It's not finished yet but I'm glad to report Jesse Hamm has been setting up a website devoted to the late comic book artist, Jesse Marsh. Marsh, who is best known for his 15-year stint drawing Tarzan comics, was one of the most controversial illustrators ever in the field. Artists as acclaimed as Russ Manning and Alex Toth found his work brilliant and said they learned from him. Readers must have liked him too, as the comics he drew seemed to sell better because of him. Other professionals and some students of the form either consider his work insignificant or less than competent. A number of devout fans of Edgar Rice Burroughs particularly loathed the non-E.R.B. interpretation of the character that Gaylord DuBois wrote and Marsh drew, and organized a letter-writing campaign to get Marsh replaced with Manning. The Marsh output they hated has probably not received enough attention from comic art scholars for there to be any clear consensus, but the comment has been made that his simple, primal style made adventure stories seem uncommonly accessible to young readers.
Marsh was a former Disney storyman (he got screen credit on Make Mine Music, Melody Time and a few others) who began freelancing for Western Publishing Company around 1946. He decided he liked drawing comic books better than writing gags for Walt, and the editors at Western gave him all he could handle. For a long time, he was their "star" adventure artist on the Dell Comics they produced, working on westerns, Tarzan, movie adaptations…any number of comics and occasionally on their line of books for children. As far as I know, he never worked for any other company.
He was incredibly fast, sometimes doing all the art and lettering for an issue over a long weekend. In fact, he believed that good comic art should be done in a bold, spontaneous manner so if he found himself spending a lot of time on a page, he'd tear it up and start over. He cared very little about anatomical correctness in his figures or proper perspective. According to his friend Russ Manning, Marsh had but two goals in his artwork. One was to tell the story with maximum clarity. The other was to spot his large black areas in a manner that formed a balanced design on the page. Often, he would start a new page by laying in a large abstract design that would fill the entire drawing area. Then he would divide the page (and that design) into six panels and, working with very little pencilling and a thick, ink-loaded brush, he'd attempt to incorporate one sixth of the design into the composition of each panel. Sounds odd, but it seemed to work.
At least for some people. The editors at Western loved both the man and his work, which was fortunate for Marsh.
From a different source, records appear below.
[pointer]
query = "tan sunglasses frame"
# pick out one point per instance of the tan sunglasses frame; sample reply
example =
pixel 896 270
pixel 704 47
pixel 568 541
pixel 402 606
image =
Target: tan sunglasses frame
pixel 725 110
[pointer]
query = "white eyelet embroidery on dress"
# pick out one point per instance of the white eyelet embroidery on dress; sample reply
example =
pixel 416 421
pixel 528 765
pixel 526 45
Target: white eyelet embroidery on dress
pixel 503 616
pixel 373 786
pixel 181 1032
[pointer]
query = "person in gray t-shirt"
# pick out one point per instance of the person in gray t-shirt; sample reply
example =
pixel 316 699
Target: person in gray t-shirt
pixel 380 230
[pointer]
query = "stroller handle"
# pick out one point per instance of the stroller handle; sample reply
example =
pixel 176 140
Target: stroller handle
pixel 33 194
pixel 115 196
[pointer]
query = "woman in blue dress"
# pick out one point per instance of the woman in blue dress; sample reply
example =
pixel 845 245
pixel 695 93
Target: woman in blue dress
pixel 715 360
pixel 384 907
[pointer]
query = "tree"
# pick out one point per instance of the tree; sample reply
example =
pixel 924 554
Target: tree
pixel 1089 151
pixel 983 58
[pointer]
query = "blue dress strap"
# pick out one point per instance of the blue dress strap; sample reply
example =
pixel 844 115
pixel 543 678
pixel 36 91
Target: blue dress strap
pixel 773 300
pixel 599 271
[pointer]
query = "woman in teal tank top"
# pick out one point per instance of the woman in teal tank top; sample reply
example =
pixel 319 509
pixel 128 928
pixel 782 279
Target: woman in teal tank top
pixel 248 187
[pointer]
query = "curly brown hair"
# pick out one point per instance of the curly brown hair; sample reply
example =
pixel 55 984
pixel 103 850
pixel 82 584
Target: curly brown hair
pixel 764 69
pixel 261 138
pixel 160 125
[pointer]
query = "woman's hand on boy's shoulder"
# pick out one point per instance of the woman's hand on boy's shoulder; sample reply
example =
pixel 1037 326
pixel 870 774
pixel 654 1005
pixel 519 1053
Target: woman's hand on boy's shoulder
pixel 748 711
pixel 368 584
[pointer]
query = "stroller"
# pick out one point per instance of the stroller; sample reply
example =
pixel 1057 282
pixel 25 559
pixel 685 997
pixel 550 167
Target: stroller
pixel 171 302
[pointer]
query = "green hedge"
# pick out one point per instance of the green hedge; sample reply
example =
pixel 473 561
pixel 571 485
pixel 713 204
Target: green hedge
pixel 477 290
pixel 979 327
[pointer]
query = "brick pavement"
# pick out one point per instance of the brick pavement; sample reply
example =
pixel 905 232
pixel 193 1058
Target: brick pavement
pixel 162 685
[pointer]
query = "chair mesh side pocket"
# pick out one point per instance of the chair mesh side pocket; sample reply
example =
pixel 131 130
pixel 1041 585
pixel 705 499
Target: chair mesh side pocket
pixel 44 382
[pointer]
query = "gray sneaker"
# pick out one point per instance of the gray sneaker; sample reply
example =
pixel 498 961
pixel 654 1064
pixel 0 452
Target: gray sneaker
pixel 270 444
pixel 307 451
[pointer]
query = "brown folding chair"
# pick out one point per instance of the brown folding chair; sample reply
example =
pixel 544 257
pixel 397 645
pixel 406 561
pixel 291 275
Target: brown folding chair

In the early sixties, execs with the Edgar Rice Burroughs estate began demanding an artist with a more sophisticated style…someone who would draw a slicker, more muscular Tarzan like the one seen in the newspaper strips. The editors replied, in effect, "We like what Marsh is doing and the book is selling well. If you want to take the rights away from us, fine…but we will not replace Jesse." Knowing that Marsh was in poor health and could not last forever, the Burroughs folks elected to wait him out on the condition that Manning would succeed him. Marsh retired in '65 and died the following year. His last year or two of Tarzan comics must have been excrutiating for the E.R.B. company and fans since failing eyesight caused the artist to continually simplify and exaggerate further. In other words, he intensified everything his detractors disliked about his work. I suspect history will eventually side with the Western editors in praising him but for that to happen, the comic art community will have to pay a little more attention to his artistry. That's why I'm glad we have this new website to begin to correct that oversight.